Syrus humpelte dann herbei und löste die Ketten von der Wand. Ich verstand nicht, was das jetzt sollte. Etwas verunsichert schaute ich mich um. Nicht etwa, dass ich unbedingt hier in diesem Stall bleiben wollte. Aber natürlich hätte ich gerne gewusst, was der schmierige Kerl von mir wollte.
Ovidius schien auch in gewisser Weise von dem Kerl angewidert zu sein. Doch Ovidius war von vielem angewidert. Angefangen mit mir.

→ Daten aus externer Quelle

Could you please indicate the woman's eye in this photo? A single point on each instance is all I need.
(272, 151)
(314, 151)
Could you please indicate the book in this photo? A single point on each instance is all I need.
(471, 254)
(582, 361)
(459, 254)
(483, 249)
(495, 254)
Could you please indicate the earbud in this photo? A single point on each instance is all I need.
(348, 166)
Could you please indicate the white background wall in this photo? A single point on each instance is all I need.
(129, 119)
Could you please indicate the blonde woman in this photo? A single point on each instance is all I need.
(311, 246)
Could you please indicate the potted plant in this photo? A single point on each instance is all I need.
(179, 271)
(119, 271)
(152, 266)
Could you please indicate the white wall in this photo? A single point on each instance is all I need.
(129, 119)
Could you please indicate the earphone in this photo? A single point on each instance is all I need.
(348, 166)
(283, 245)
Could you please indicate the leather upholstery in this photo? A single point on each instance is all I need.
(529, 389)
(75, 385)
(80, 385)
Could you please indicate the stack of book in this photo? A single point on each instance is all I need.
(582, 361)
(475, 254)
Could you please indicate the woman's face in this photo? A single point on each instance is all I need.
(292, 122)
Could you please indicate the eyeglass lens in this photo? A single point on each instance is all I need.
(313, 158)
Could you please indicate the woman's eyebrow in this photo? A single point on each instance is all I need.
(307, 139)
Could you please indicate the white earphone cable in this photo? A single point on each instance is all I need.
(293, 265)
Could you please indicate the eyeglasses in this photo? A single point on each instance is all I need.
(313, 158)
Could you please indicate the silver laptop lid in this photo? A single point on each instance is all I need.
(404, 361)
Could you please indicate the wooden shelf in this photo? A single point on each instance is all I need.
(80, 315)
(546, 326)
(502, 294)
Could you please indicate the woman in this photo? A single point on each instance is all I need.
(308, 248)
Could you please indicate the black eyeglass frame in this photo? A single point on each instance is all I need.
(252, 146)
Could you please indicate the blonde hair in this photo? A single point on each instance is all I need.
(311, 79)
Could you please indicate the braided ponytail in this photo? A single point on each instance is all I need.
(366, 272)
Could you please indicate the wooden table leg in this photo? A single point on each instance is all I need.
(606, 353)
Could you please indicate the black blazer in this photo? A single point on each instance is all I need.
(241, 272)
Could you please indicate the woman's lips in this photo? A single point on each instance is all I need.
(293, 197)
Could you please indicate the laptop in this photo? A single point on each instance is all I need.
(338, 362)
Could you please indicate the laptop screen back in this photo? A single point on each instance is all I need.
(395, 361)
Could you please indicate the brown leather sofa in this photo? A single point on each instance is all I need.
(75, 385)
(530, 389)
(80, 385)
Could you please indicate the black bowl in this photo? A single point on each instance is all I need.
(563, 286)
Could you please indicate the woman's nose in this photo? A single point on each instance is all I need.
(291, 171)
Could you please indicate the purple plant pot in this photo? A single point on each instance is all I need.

Er wandte sich um und verließ den Stall.
Langsam begriff ich, dass er mich diesem Kerl und seinen Männern überlassen hatte. Einer von ihnen begann ruckartig an der Kette zu ziehen, so dass ich über kurz oder lang aufstehen musste. Als ich endlich auf den Füßen war, schob mich ein andere zur Stalltür hinaus. Das Tageslicht blendete mich, als ich hinaustrat. Ich brauchte einen Moment, bis meine Augen sich daran gewöhnt hatten. Um ehrlich zu sein, wusste ich nicht, ob ich mich freuen oder fürchten sollte, dass diese Männer mich nun von hier weg brachten, denn ich hatte keine Ahnung, was nun als nächstes passieren würde. Mein Magen fühlte sich flau an, aber nicht nur weil ich Hunger hatte. Es war auch die Angst, die ich hatte. Eines war sicher, ich brauchte mir keine Hoffnungen darüber zu machen, dass das, was nun vor mir lag, in irgendeiner Weise eine Verbesserung sein würde.
Ein langer Fußmarsch lag vor mir, der mich zurück nach Iscalis führen sollte.